Corridoi umanitari, ora anche per gli universitari. Ma per i bambini abbandonati?

Si torna a parlare di corridoi umanitari, grazie al discorso di Draghi alla Camera e alla riapertura di quelli organizzati dalla CEI. Ma nessun progetto si vede all’orizzonte per i MISNA. E l’appello di Ai.Bi. rimane inascoltato

Dopo il giusto e doveroso discorso del Presidente del Consiglio Mario Draghi alla Camera dei Deputati, in vista del Consiglio europeo, si sono riaccesi i riflettori sui corridoi umanitari. La richiesta del Governo è che la questione non sia lasciata in gestione solamente all’Italia, ma arrivi finalmente un’intesa europea sulla gestione dei flussi migratori e sull’aiuto che può essere dato ai Paesi d’origine per arginare il fenomeno delle partenze e, soprattutto, sviluppare progetti che mirino alla pace e la stabilità.

L’impegno di Draghi e dell’Italia sul tema dei corridoi umanitari

“Intendiamo intensificare partenariati e forme di collaborazione con i Paesi di origine e di transito, in particolare con i Paesi africani” – sono le parole di Draghi riportate da Agenzia SIR. “Lo scopo è quello di evitare perdite di vite umane ma anche di contrastare le partenze illegali, nonché di ridurre la pressione sui confini europei”.

Alle parole hanno fatto presto seguito i fatti, per quanto riguarda l’Italia, con i corridoi umanitari della CEI che, dopo il lungo stop dovuto alla pandemia, hanno ripreso a condurre nel nostro Paese, in sicurezza, le persone più vulnerabili bloccate nei campi profughi o negli alloggi per i rifugiati, perseguitate in patria e in fuga da conflitti.

Corridoi umanitari per chi è in fuga dalla guerra e gli studenti universitari. E i minori non accompagnati?

La CEI, per mezzo della Caritas Italiana, Migrantes e le comunità locali, ha organizzato partenze da Medio Oriente e Africa portando al sicuro 1.100 persone negli ultimi quattro anni. Numeri simbolici, visto il bisogno che c’è, ma comunque importanti per dare un segnale e, comunque, provare a dare una speranza di futuro a più di mille persone.
Nel contempo si stanno riattivando anche i corridoi umanitari previsti per gli studenti universitari all’interno del progetto University Corridors for Refugees, cui aderiscono diversi atenei italiani.

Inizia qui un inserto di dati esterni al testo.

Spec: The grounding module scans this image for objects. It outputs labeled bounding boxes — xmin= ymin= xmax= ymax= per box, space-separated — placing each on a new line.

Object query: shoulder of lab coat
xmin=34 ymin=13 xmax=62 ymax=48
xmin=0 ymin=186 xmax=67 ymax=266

Segnali positivi e confortanti, certo. Peccato che in tutto questo quadro si percepisca una grande mancanza: un programma di corridoi umanitari per i minori abbandonati. I numeri, in questo caso, sono impietosi, tanto che non esistono nemmeno conteggi ufficiali in grado di dire quanti siano nel mondo. L’unica certezza è che i cosiddetti MISNA (Minori Stranieri Non Accompagnati), senza una famiglia, sono tantissimi e, per loro, corridoi umanitari non sono previsti in modo ufficiale, con il risultato che periodicamente si ripropongono stragi in mare, mentre l’appello rivolto già da tempo da Ai.Bi. rimane inascoltato. Quanto ancora bisognerà aspettare? Quanti corpi ancora dovremo raccogliere sulla spiaggia, portati dalle onde, prima che si decida di intervenire davvero?